As shown in the figure ,the length of the chord AB is 5, which runs from `pi/4` to `pi/2`. This would lie in the 1st Quadrant. Now divide the circumference of the circle in eight equal parts , from 0 to`pi/4`, `pi/4` to `pi/2`, `pi/2` to `(3pi)/4`, `(3pi)/4` to `pi`, `pi` to `(5pi)/4`, `(5pi)/4` to `(3pi)/2`, `(3pi)/2` to `(7pi)/4` and `(7pi)/4` to `2pi`. The chord lengths joining these points on the circumference would all be equal to 5. If all these points are joined the resultant figure would be a regular octagon with side 5, as shown in the figure along side.

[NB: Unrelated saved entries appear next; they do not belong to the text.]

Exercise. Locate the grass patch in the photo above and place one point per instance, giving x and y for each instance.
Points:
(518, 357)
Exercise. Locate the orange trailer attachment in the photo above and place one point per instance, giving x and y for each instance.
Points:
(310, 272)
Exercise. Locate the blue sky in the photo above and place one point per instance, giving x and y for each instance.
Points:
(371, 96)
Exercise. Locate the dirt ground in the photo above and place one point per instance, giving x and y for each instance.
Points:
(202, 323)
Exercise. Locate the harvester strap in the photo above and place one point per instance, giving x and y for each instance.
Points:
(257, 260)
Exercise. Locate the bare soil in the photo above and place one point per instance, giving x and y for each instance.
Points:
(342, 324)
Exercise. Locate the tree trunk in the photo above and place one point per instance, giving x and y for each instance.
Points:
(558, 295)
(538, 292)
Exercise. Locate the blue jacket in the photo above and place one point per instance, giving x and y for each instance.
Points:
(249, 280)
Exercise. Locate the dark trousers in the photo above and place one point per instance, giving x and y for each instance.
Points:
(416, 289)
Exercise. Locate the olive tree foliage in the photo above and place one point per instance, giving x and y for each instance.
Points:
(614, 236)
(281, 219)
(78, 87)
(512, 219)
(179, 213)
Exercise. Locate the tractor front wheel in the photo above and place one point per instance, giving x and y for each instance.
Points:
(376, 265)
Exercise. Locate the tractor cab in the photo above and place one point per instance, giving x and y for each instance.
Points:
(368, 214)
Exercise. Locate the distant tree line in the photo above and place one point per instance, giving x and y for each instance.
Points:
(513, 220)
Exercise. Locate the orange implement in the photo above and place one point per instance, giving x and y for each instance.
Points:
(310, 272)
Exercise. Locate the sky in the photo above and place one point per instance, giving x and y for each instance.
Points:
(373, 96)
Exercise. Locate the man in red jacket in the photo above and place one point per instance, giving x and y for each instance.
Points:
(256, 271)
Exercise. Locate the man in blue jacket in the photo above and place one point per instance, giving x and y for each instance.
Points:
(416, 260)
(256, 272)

Now, let the radius of the circle be 'r'. In triangle OAB, angle O is `360/8` or `45^o`. The base angles A and B would thus be each `67 1/2` degrees.

Draw perpendicular OD from O to side AB. This would bisect AB because OAB is an isosceles triangle. This means AD=BD= 2.5. Since ODB is a rt triangle `r cos67 1/2 = 2.5` . This would give `r= 2.5 sec 67 1/2`

= 6.53

Area of circle would be `pi r^2= 3.14 (6.53)^2`= 134.066